Aberrant Sensory Processing in Mice Lacking Autism Associated Met Receptor Function: A Role for Insulin?

Thursday, May 12, 2016: 3:04 PM
Hall B (Baltimore Convention Center)
F. S. Lo, R. Erzurumlu and E. M. Powell, Anatomy & Neurobiology, University of Maryland - Medicine, Baltimore, MD
Background:  MET, the gene encoding the tyrosine kinase receptor for hepatocyte growth factor/scatter factor (HGF/SF), has been identified as a common susceptibility allele for autism spectrum disorders (ASD). Both Met and HGF are expressed in the cerebral cortex during development, and HGF-Met signaling has been implicated in a number of cellular processes, including proliferation, migration, survival, and process formation. Alterations in HGF-Met signaling may therefore affect cortical development, potentially leading to neuroanatomical changes such as those thought to play a role in neurodevelopmental disorders such as ASD. We have previously found an expansion of the cerebral cortex at rostral levels in transgenic mice expressing a kinase-dead Met in the Emx1 lineage. Earlier studies imply defects in cortical connectivity after loss of Met signaling in the Met-Emx1 mice. Behavioral observations indicate potential altered sensory processing in Met-Emx1 mice.
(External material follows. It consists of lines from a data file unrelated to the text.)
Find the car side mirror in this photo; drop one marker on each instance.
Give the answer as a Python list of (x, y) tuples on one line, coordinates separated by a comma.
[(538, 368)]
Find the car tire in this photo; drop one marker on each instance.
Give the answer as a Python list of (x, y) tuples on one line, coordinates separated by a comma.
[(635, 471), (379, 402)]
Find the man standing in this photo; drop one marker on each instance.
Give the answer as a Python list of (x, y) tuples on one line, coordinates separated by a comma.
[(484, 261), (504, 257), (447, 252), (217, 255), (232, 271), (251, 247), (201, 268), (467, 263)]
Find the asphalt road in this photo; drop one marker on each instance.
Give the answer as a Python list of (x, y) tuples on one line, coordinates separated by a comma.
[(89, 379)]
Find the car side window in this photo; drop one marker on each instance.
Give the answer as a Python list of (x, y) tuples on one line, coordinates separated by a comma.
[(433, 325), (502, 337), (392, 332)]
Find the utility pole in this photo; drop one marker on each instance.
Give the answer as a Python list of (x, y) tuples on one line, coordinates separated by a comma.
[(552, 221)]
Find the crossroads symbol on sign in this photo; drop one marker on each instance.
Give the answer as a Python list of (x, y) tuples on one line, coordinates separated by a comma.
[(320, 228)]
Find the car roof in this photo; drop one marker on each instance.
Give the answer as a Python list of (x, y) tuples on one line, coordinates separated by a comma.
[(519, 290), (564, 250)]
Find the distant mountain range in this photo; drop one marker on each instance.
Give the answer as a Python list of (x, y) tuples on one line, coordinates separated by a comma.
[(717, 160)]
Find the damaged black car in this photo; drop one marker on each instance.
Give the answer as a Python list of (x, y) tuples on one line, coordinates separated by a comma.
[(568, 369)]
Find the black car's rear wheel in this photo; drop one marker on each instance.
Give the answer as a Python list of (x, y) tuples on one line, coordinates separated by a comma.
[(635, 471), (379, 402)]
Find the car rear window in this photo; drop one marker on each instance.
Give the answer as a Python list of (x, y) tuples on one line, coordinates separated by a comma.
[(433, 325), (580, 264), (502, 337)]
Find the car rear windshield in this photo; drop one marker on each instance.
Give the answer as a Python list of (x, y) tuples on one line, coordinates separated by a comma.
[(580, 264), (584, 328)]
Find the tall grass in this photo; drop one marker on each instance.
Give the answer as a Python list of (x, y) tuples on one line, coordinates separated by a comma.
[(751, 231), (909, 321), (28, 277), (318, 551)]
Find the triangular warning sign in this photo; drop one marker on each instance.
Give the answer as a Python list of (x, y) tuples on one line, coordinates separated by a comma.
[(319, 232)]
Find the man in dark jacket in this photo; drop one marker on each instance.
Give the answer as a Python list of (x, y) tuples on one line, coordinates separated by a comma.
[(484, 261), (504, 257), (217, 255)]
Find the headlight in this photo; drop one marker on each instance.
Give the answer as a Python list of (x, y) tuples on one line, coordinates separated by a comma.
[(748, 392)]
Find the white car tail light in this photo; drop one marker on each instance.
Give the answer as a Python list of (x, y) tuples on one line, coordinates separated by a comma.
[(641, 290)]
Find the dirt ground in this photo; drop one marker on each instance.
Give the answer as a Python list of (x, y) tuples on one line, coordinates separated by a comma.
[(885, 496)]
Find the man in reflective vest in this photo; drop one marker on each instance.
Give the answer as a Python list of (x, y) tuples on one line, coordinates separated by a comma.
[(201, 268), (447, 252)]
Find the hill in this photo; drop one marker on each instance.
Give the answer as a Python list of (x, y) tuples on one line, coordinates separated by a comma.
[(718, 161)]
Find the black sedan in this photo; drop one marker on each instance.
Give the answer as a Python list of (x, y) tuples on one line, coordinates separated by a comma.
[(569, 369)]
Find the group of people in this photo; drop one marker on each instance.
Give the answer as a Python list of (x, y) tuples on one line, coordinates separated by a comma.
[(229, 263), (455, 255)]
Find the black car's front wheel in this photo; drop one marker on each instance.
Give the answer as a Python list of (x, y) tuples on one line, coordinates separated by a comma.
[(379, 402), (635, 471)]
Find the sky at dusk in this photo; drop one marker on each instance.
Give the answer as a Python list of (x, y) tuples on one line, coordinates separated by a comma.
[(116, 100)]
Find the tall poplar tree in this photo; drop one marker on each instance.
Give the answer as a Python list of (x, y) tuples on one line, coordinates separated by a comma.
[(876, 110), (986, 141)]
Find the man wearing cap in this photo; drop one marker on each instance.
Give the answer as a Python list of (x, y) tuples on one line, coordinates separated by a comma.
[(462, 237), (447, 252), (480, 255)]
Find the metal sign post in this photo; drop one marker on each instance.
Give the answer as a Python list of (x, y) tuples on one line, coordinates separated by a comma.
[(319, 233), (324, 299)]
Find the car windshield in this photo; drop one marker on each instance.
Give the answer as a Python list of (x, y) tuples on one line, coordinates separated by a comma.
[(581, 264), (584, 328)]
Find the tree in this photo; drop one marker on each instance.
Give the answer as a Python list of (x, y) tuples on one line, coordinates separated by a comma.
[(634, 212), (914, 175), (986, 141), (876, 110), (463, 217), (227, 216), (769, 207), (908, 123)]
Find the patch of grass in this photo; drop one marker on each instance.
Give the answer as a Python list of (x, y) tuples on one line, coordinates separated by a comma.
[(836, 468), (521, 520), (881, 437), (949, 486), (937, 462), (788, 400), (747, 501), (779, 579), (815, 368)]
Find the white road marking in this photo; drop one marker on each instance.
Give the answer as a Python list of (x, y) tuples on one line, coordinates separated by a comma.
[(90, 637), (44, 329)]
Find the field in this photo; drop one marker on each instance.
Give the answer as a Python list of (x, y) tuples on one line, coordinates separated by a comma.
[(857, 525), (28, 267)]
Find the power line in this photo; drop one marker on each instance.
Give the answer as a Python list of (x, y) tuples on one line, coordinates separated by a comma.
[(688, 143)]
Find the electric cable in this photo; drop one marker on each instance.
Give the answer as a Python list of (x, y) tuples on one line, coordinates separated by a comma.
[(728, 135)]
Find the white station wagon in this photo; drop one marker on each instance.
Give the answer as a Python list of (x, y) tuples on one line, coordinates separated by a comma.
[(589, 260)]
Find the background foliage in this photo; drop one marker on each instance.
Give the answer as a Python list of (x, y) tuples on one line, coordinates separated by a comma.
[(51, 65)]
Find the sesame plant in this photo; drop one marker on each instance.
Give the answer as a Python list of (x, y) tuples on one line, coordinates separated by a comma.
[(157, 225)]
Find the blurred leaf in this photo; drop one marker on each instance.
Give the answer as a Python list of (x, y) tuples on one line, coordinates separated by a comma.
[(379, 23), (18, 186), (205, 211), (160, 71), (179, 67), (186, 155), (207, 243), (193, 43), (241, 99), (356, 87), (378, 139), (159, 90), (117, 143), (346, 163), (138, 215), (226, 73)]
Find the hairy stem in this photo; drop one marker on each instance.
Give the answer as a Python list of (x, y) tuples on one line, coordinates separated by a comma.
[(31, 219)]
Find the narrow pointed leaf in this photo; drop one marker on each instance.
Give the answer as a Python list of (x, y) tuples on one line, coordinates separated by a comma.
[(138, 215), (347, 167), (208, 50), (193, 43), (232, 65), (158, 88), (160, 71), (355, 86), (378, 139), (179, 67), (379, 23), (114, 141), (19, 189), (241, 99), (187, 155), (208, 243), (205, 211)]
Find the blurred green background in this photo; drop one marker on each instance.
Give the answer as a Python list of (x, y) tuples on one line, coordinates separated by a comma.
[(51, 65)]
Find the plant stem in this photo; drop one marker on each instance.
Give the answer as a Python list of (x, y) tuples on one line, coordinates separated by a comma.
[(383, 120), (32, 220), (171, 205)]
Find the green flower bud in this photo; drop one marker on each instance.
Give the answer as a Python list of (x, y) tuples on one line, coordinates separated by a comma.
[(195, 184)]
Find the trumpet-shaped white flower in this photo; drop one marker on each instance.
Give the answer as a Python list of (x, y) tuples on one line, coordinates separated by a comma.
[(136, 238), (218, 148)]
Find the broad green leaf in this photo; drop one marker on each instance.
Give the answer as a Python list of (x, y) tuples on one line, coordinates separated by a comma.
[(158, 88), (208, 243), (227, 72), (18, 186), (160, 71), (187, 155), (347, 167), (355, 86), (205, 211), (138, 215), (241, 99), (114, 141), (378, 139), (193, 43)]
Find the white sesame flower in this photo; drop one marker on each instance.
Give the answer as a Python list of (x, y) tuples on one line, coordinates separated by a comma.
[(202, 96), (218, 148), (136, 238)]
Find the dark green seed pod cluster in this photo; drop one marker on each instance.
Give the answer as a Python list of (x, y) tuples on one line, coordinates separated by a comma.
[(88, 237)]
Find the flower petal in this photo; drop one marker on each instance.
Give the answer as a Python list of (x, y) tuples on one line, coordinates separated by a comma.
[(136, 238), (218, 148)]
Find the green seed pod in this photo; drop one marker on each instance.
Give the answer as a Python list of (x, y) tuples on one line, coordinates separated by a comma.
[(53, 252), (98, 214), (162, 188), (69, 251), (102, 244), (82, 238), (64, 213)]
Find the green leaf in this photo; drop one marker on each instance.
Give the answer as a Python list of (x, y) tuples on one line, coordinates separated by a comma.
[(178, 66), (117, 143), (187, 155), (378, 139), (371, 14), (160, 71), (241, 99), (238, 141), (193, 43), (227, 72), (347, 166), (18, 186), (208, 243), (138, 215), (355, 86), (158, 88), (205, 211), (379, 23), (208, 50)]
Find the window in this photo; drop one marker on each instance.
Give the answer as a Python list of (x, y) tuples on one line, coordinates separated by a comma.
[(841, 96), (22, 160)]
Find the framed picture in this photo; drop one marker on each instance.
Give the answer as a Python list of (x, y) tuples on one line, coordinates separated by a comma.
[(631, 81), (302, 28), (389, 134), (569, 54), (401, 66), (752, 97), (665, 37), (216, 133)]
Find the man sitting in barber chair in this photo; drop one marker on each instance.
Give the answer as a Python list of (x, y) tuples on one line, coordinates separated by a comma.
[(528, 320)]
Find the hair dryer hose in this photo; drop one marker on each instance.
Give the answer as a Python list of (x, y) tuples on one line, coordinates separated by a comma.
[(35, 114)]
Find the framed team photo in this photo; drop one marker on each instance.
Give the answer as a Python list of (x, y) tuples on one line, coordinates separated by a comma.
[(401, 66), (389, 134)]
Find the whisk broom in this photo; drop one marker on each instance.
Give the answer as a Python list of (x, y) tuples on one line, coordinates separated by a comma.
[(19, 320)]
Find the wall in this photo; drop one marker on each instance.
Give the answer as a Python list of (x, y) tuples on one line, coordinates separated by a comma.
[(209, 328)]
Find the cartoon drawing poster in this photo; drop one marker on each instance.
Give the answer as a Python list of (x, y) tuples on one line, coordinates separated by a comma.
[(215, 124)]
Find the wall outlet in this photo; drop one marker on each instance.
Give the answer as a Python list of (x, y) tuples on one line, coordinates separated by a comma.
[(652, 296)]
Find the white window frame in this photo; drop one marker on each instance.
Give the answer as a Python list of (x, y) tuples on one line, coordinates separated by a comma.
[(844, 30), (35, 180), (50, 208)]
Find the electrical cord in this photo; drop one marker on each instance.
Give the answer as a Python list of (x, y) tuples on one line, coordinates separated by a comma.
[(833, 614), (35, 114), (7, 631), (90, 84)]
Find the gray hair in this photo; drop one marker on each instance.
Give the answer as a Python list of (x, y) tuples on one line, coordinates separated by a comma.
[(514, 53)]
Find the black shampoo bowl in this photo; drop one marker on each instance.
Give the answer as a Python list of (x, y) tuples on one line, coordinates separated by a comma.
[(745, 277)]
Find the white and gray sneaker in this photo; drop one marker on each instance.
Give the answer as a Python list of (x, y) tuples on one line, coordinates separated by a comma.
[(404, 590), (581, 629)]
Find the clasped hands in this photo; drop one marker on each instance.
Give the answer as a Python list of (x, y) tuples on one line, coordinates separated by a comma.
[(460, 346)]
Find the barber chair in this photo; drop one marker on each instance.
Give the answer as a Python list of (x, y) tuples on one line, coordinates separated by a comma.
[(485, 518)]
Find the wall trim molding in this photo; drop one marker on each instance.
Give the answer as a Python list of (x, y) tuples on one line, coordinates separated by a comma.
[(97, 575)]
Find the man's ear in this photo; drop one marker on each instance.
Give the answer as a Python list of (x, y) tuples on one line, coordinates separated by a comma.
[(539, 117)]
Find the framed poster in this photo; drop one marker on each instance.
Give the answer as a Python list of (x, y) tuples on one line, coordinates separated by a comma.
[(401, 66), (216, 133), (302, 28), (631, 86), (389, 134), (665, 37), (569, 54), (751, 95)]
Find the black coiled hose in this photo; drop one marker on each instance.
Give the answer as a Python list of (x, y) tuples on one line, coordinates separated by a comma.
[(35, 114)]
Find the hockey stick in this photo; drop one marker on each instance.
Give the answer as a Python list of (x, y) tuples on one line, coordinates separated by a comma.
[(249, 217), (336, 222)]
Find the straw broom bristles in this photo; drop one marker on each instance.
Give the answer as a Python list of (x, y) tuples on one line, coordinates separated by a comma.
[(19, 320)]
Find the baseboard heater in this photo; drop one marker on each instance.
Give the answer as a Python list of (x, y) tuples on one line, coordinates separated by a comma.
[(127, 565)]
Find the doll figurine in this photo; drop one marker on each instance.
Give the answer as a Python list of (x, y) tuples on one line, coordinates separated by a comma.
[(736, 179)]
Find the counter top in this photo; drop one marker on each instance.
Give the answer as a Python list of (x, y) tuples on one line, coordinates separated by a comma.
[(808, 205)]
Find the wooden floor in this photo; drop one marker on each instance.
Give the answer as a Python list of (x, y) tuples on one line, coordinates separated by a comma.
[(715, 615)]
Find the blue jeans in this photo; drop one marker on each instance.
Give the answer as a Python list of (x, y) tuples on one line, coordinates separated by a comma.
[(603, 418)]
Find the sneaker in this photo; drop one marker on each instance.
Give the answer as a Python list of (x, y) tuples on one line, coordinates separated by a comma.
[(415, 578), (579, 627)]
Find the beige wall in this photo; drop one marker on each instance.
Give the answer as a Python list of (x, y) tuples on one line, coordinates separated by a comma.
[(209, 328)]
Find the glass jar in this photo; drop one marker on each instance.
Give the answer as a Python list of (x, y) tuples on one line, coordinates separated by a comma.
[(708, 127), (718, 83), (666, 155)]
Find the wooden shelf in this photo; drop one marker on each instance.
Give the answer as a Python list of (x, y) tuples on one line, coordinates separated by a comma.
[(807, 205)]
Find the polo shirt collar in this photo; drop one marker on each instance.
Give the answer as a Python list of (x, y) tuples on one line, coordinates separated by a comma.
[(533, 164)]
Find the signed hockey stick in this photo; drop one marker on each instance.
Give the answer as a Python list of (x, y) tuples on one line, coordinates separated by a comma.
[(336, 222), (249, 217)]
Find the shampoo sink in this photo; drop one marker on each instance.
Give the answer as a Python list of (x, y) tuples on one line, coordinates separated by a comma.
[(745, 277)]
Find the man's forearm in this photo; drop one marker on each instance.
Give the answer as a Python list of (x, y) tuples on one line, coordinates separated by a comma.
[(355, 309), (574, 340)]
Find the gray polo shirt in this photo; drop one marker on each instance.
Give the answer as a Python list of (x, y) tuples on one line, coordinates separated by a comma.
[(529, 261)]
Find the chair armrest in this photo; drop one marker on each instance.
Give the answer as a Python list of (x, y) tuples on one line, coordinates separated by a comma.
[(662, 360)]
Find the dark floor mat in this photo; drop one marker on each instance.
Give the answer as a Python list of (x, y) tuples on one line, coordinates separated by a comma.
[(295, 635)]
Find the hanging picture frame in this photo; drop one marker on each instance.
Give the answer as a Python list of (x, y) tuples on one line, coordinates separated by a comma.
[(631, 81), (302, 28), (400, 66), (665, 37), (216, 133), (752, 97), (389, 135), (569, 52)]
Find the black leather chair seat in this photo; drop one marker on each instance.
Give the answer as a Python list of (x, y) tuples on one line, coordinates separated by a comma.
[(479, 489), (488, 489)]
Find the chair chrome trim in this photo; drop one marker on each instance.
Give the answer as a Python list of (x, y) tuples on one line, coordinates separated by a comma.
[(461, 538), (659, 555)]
Objectives:  We investigated sensory processing in mice lacking functional Met receptor in the cerebral cortex (Met-Emx1).  The study focused on the rodent whisker system and the inhibitory response in the barrel cortex to reveal underlying cellular mechanisms of decreased or absent Met signaling. 

Methods:  We used in vitro recordings from thalamocortical slices to test our hypotheses that loss of Met altered the balance of excitation to inhibition (AMPA/GABA ratio).  We also measured the multiple input index and paired pulse ratios of EPSCs and IPSCs. Immunohistochemistry and immunoblots were used to confirm expression levels and anatomical alterations.

Results:  Our data show altered excitation/inhibition (E/I) balance at the thalamocortical synapse. In addition, treatment with insulin, which recruits GABA-A receptors to restore inhibition in control slices, failed to change the E/I balance in slices lacking a single copy of functional Met.  

Conclusions:  Our results suggest that the sensory circuitry in the Met-Emx1 cortex exhibits impaired E/I balance and is resistant to insulin.  These data suggest the approved therapies for diabetes may be helpful in the prevention or amelioration of the symptoms associated with ASD, especially in the individuals who have the common autism associated MET alleles.